Cboot rollback bug with RT PREEMPT Kernel on TX2

Hello,

I am encountering an issue with cboot and a real-time kernel in Jetpack 32.5.2 on a Jetsons TX2. It appears that cboot intermittently reverts to the other rootfs partition when I’m using a Linux Kernel compiled with RT PREEMPT patches.

Here is the current setup: I have a Jetsons TX2 running a Yocto distribution based on meta-tegra in the Dunfell 32.5.2 branch. This distribution handles software updates with Mender.

Here’s the testing scenario: I’ve conducted a cycle of 100 Mender updates on the device. Each update triggers an A/B rootfs partition switch. However, at some point during a reboot, the device rolls back to the previous partition. I’ve monitored the logs on the serial port to check if the error might be related to Mender, cboot, or the Linux kernel. The issue is that the rollback error occurs before any output appears on the serial port. This suggests that the error occurs either before or during cboot execution since cboot typically logs information on the serial port during the boot process. There are no error indications in the logs for the Linux kernel or the Mender update stages.

To replicate the error, you can use the meta-tegra demo distribution and their test script for Mender updates. Make sure you have a Jetson TX2 development kit connected to the local network. Here are the steps to build and flash the OS with a RT Kernel:

from the demo distro. Checkout the dunfell-l4t-r32.5.0 branch: GitHub - OE4T/tegra-demo-distro at dunfell-l4t-r32.5.0

git clone  https://github.com/OE4T/tegra-demo-distro
cd tegra-demo-distro
git checkout dunfell-l4t-r32.5.0
git submodule update --init

apply RT patches to the demo distro

source setup-env --machine jetson-tx2-devkit --distro tegrademo-mender build
devtool modify linux-tegra
cd workspace/sources/linux-tegra/
./scripts/rt-patch.sh apply-patches

build the image

bitbake demo-image-base

put the jetson in recovery mode and plug USB cable and use lsusb to check NVIDIA device presence and flash the image:

cd tmp/deploy/image/jetson-tx2-devkit/
mkdir flash
tar -C flash -xvf demo-image-base-jetson-tx2-devkit.tegraflash.tar.gz
cd flash
sudo ./doflash

connect the jetson to the network, it will get an IP with dhcp. search for it with nmap or check with serial connection that gives you a shell. login as root without password and check mender and kernel versions (check for RT tag)

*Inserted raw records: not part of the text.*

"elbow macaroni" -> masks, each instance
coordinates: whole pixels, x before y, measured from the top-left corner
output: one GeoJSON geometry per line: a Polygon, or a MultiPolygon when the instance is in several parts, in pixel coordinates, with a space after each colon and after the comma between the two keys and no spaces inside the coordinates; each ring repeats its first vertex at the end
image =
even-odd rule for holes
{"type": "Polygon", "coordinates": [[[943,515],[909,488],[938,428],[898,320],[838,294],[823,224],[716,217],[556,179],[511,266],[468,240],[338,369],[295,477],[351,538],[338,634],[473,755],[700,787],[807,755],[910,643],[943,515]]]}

root@j140-tx2-d02:~# mender --version
2.6.1 runtime: go1.14.15
root@j140-tx2-d02:~# uname -a
Linux j140-tx2-d02 4.9.201-rt134-l4t-r32.5+g618f59196be6 #1 SMP PREEMPT RT Fri Sep 8 09:18:27 UTC 2023 aarch64 GNU/Linux

on your laptop, setup a web server for the stress test

cd tmp/deploy/image/jetson-tx2-devkit/
# or cd .. from last step
python3 -m http.server 8080

in a new terminal, run the stress test to trigger the unwanted rollback

cd tegra-demo-distro/layers/meta-mender-tegra/scripts/test
python3 -m pip install -r requirements.txt
./mender_tegra_test.py --test mender_torture --device <Jetson_IP> --mender_install http://<Laptop_IP>:8080/demo-image-base-jetson-tx2-devkit.mender 2>&1 | tee -a logfile.log

At some point, the script should crash due to the rollback occurring. You can monitor the process on the serial connection. Could you please investigate this error to understand the behavior on the TX2 with a real-time kernel?

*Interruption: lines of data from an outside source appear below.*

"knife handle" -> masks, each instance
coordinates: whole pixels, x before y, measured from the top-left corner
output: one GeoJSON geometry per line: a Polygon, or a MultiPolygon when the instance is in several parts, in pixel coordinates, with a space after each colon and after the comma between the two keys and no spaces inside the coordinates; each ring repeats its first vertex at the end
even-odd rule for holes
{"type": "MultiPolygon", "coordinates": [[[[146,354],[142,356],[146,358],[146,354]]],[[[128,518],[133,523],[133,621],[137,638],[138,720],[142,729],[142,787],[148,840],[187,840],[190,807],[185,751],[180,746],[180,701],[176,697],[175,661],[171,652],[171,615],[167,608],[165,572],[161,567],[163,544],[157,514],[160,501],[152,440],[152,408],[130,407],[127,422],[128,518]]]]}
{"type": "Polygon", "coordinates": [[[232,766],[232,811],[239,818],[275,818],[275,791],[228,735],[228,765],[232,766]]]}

If you have any further questions or need additional information, please let me know.

Perceval

Hi,

32.5.2 is quite a old version, and we do not suggest using it anymore.
Yocto is also not officially maintained by NVIDIA, so there might be something different in behavior between a Yocto build and an official L4T build.
So I’d suggest checking if the situation also happens on the latest 32.7.4 L4T build.

Hi DaveYYY,

Thank you for your answer.

Actually, we cannot update our devices as they are already in production. A JetPack update would imply a change in the partition layout that would force us to reflash all the devices by hand. It is impossible to do that because of the volume and the way the devices are mounted in production.

That’s why we need to investigate this issue on this specific version.
How can we move forward on this?

Hi,

please at least make sure it also happens on our official L4T build. (32.5.2)
We don’t support issues happening on Yocto build.

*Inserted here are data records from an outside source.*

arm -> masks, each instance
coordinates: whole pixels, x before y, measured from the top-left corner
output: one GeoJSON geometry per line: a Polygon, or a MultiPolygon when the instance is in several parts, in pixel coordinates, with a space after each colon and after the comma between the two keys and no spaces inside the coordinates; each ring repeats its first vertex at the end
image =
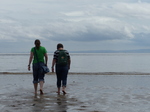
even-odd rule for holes
{"type": "Polygon", "coordinates": [[[30,58],[29,58],[29,64],[28,64],[28,70],[30,71],[30,64],[32,62],[33,59],[33,52],[30,52],[30,58]]]}
{"type": "Polygon", "coordinates": [[[48,62],[48,55],[47,55],[47,53],[45,53],[44,56],[45,56],[45,64],[47,66],[47,62],[48,62]]]}
{"type": "Polygon", "coordinates": [[[54,65],[55,65],[55,63],[56,63],[56,59],[53,59],[53,61],[52,61],[52,72],[54,72],[54,65]]]}
{"type": "Polygon", "coordinates": [[[71,59],[68,60],[68,69],[70,69],[71,59]]]}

If that means switching to the official L4T build is also not feasible, then there is little we can do.

Hi,

I’m trying to conduct some tests with the latest yocto build version supported by TX2 and with pure L4T 32.5.2.

One of the problem I have is that I cannot get any logs during the rollback phase. Is there any output or method to get more logs from cboot or earlier boot process steps?

Because when I get logs on the serial interface it is already too late and nothing in there is really helpful.
Could you help me get some logs?

Hi,

did you remove quite from /boot/extlinux/extlinux.conf?